Avevo un disturbo borderline per Saranno Famosi e la Casa nella Prateria, e quindi un giorno mi vestivo con body di lycra e scaldamuscoli, tipico di Leroy Johnson, e un giorno cercavo di farmi delle improponibili trecce alla Laura Ingalls, e avrei dato tutto, per avere quel cestino delle cibarie che lei agitava nella sigla.

Io, che sul terrazzo di casa, a via Baccanico, cercavo di riprodurre fedelmente il balletto e la canzone finale di Grease, con le mie amiche, impersonando sempre e comunque John Travolta e mai Olivia Newton John (i miei avrebbero dovuto capire, che avevo già dei problemi a relazionarmi con le icone femminili).

Non usavo il rossetto rosa o arancione, come le mie amiche, ma rigorosamente bianco, e tagliavo tutti i pantaloni e purtroppo anche i capelli con le forbicine delle unghie, perché il Video di Madonna mi aveva folgorata.

E visto che non avevo a disposizione tanta musica cercavo di miscelare (o dio santo) le canzoni, registrandole direttamente dalla radio.

Non vi dico che musicassette conservo ancora oggi.

(Forse era un preludio della mia vita futura, inconsapevole del fatto che avrei trascorso una vita insieme ad un virtuoso di vinili e miscelaggi).

La mia domenica mattina era fatta di Cioè comprato all’edicola dei Platani, della messa alla chiesa del Rosario e del pezzo di pizza, alla pizzeria Guarino per il corso.
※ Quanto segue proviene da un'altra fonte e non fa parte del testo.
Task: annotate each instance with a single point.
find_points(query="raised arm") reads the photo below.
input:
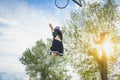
(51, 27)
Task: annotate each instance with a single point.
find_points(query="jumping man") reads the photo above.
(57, 45)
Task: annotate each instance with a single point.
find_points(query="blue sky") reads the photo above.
(22, 23)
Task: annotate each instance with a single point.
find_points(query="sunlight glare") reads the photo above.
(108, 47)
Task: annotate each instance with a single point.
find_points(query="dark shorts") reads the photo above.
(57, 47)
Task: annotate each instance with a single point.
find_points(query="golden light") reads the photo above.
(108, 47)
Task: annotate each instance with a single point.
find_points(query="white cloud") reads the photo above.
(24, 25)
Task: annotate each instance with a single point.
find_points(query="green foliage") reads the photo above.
(83, 33)
(41, 66)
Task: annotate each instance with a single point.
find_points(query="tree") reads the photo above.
(89, 29)
(41, 66)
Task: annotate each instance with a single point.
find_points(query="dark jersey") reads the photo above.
(57, 32)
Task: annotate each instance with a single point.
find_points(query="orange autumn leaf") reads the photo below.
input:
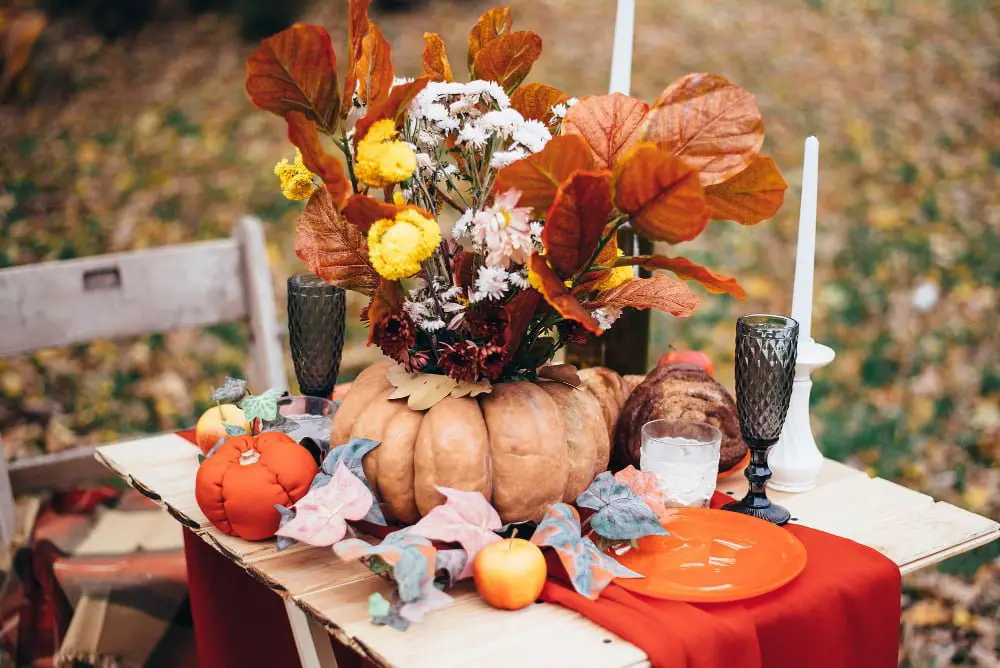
(710, 122)
(539, 176)
(393, 106)
(508, 59)
(659, 292)
(576, 220)
(535, 101)
(558, 296)
(490, 25)
(296, 70)
(661, 193)
(610, 124)
(302, 133)
(753, 195)
(436, 65)
(357, 28)
(332, 248)
(374, 67)
(687, 270)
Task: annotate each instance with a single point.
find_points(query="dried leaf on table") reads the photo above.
(466, 518)
(620, 513)
(321, 515)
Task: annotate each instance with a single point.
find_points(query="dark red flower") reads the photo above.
(460, 360)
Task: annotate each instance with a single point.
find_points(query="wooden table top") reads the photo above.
(908, 527)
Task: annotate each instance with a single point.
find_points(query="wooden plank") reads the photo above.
(110, 296)
(539, 635)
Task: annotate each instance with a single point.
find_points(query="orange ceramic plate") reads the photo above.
(713, 556)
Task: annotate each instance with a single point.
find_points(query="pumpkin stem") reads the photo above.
(249, 457)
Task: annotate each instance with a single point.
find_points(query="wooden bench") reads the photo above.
(326, 595)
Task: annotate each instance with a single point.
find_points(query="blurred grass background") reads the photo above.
(131, 129)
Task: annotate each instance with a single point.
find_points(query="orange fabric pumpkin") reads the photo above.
(238, 486)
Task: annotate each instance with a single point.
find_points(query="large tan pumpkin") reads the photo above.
(524, 446)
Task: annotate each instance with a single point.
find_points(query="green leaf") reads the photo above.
(621, 514)
(263, 406)
(377, 605)
(231, 392)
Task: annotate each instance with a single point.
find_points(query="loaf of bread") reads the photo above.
(677, 392)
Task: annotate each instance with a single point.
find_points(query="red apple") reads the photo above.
(695, 357)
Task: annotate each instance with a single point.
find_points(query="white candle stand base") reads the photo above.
(795, 460)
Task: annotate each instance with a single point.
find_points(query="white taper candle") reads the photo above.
(621, 50)
(805, 254)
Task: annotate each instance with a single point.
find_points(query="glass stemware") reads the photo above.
(316, 318)
(766, 347)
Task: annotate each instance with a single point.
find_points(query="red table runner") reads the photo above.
(843, 611)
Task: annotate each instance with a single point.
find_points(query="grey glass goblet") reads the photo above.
(766, 347)
(316, 317)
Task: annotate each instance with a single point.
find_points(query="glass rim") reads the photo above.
(715, 431)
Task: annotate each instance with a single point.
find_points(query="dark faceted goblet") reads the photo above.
(316, 317)
(766, 347)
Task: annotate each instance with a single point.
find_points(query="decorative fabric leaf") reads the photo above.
(302, 133)
(687, 270)
(558, 296)
(589, 570)
(436, 65)
(374, 67)
(263, 406)
(332, 248)
(535, 101)
(576, 220)
(610, 124)
(357, 28)
(661, 193)
(710, 122)
(321, 515)
(491, 25)
(538, 176)
(232, 390)
(287, 515)
(466, 518)
(451, 563)
(659, 292)
(508, 59)
(620, 513)
(296, 71)
(749, 197)
(393, 106)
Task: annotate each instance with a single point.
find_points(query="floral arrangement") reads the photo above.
(482, 218)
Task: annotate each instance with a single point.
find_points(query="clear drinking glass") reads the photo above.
(684, 457)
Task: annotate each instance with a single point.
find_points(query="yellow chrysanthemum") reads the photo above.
(397, 247)
(296, 180)
(383, 160)
(616, 277)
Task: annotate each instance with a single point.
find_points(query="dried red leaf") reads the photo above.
(393, 106)
(302, 133)
(491, 25)
(436, 65)
(712, 123)
(659, 292)
(576, 220)
(661, 193)
(558, 296)
(296, 70)
(508, 58)
(535, 101)
(332, 248)
(539, 176)
(752, 196)
(687, 270)
(609, 123)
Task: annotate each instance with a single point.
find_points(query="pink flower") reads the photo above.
(503, 230)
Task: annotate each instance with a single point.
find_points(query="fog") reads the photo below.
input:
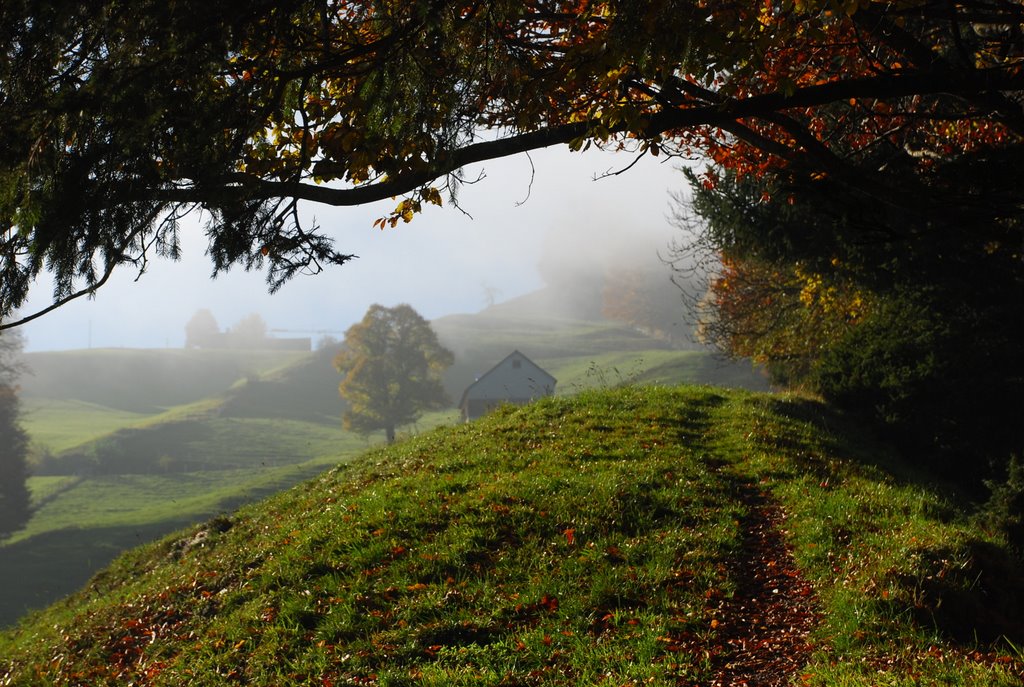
(527, 219)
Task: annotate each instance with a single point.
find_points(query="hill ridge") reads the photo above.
(576, 541)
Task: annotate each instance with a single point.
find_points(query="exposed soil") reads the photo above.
(760, 633)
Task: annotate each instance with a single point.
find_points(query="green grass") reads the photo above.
(60, 424)
(577, 373)
(577, 541)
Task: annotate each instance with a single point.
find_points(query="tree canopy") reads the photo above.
(122, 118)
(392, 365)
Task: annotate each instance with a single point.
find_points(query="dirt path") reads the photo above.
(760, 634)
(763, 630)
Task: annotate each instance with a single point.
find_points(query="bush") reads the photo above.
(943, 379)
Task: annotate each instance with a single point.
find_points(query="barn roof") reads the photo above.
(551, 380)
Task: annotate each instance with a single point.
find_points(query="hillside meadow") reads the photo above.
(136, 443)
(665, 535)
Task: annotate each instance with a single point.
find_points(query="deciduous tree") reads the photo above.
(392, 363)
(119, 119)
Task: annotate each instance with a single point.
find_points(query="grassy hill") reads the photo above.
(141, 442)
(639, 535)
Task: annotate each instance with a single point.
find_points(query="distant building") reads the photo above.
(515, 380)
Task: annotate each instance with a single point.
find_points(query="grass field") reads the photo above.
(639, 535)
(142, 442)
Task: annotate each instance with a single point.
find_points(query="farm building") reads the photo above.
(514, 380)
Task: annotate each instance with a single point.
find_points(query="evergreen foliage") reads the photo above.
(122, 118)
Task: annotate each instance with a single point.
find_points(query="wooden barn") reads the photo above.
(514, 380)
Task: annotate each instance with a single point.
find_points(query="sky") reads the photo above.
(443, 262)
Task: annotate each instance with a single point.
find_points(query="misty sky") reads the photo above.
(443, 262)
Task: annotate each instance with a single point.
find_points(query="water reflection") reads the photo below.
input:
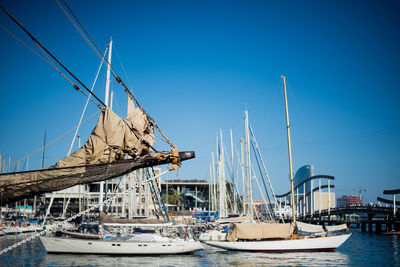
(362, 249)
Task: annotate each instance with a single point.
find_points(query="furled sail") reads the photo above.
(104, 219)
(253, 231)
(103, 156)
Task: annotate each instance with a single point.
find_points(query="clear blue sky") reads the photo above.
(197, 65)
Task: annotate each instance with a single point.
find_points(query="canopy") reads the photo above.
(104, 218)
(309, 228)
(333, 228)
(251, 231)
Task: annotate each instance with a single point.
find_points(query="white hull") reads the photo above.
(82, 246)
(329, 243)
(212, 236)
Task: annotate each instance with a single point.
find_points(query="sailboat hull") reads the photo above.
(84, 246)
(318, 244)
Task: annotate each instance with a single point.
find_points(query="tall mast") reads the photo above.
(248, 164)
(106, 103)
(233, 175)
(222, 190)
(290, 153)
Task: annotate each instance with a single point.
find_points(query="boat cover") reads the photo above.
(333, 228)
(251, 231)
(104, 218)
(309, 228)
(112, 140)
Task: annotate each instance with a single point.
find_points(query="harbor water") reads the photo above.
(361, 249)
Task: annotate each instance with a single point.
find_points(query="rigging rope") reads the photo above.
(97, 51)
(105, 202)
(52, 56)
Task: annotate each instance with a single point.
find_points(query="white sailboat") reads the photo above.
(282, 237)
(157, 239)
(142, 244)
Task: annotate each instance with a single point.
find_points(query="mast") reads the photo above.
(248, 164)
(107, 104)
(222, 190)
(290, 154)
(243, 175)
(233, 175)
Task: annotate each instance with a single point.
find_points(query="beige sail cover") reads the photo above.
(309, 228)
(113, 138)
(104, 218)
(252, 231)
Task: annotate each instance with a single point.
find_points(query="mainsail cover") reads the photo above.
(309, 228)
(253, 231)
(104, 219)
(102, 157)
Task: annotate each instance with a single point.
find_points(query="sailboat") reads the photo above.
(149, 242)
(283, 237)
(115, 147)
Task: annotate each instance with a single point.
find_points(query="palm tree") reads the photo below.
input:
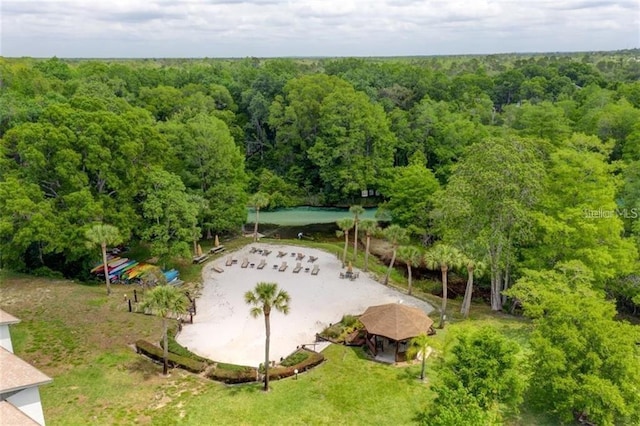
(419, 346)
(263, 298)
(369, 226)
(473, 268)
(103, 235)
(357, 211)
(257, 201)
(443, 257)
(412, 256)
(395, 235)
(165, 300)
(344, 225)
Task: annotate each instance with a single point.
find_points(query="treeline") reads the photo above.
(170, 150)
(529, 165)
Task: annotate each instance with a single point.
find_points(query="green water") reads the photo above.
(301, 216)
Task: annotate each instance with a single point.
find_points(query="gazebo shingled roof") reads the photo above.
(396, 321)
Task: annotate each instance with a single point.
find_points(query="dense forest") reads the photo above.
(527, 163)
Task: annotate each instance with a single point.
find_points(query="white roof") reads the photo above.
(10, 415)
(17, 374)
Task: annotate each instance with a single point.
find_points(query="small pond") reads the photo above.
(286, 223)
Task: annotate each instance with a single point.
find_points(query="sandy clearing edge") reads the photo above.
(224, 331)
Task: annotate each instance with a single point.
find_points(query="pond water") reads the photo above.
(313, 222)
(301, 216)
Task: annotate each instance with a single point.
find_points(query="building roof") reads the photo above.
(396, 321)
(17, 374)
(10, 415)
(6, 318)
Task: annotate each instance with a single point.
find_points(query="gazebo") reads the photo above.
(397, 323)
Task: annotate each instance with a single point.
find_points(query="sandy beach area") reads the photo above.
(223, 330)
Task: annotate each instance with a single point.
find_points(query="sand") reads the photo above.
(223, 330)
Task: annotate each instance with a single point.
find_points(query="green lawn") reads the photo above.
(83, 339)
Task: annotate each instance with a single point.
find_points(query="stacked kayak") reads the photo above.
(125, 270)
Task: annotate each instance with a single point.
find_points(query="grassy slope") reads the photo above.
(82, 338)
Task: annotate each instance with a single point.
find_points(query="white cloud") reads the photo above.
(172, 28)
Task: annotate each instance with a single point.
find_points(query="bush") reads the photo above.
(236, 374)
(177, 349)
(295, 358)
(313, 359)
(156, 353)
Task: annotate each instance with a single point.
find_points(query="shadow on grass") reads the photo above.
(145, 367)
(361, 352)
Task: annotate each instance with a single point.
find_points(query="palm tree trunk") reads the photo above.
(393, 260)
(165, 353)
(267, 326)
(443, 309)
(366, 253)
(468, 292)
(355, 243)
(344, 252)
(255, 226)
(105, 267)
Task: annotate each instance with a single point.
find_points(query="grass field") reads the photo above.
(83, 339)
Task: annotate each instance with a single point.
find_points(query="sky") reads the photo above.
(312, 28)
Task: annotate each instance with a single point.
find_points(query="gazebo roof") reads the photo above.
(396, 321)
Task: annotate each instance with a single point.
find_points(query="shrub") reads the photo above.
(235, 375)
(177, 349)
(156, 353)
(313, 359)
(295, 358)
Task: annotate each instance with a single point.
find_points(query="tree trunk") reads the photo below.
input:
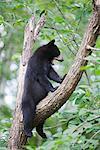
(51, 103)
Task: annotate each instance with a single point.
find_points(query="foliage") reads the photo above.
(76, 125)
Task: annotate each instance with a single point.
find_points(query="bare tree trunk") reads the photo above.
(52, 103)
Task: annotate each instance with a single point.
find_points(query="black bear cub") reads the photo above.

Alla fine delle vacanze estive dopo mesi di mare, giochi spensierati,sotto casa, qualche novità tipo l’Intelevision, che dopo 15 minuti si surriscaldava e dovevi spegnerlo,il game boy o lo stereo a doppia piastra regalatomi da papà; mi sentivo pronta per la scelta di un nuovo diario scolastico, magari uno della Nay Oleary (mia madre ancora parla di questo incubo).

La sensazione che ricordo era di una forma di rigenerazione,di una eccitante novità, per sentirti bene ci voleva molto poco, un paio di Superga nuove, un Levi’s 501 che mettevo a vita alta( non so come), ed eri pronta per il giro con le amiche magari per il Corso.

I film, che passavano al cinema non erano tantissimi, e non esisteva il multi-sala,anzi, quando eravamo fortunati c’era il Partenio e l’Eliseo; ma c’era anche la videoteca, che aveva una scelta fichissima di film d’eccezione, per non parlare delle ultime uscite…

Ed è lì, che metteva radici la mia fissa per il cinema.

Se volevi un po’ di suspance, mista ad una notte insonne, rubavi Cronaca Vera del nonno e la leggevi di nascosto. (salvo poi, svegliare i tuoi durante la notte perché avevi gli incubi).

Insomma io ero, molto molto diversa dai ragazzi di Ellis, forse perché non ero di Los Angeles ma semplicemente di Avellino, e forse, potrei anche dire stranamente “per fortuna“.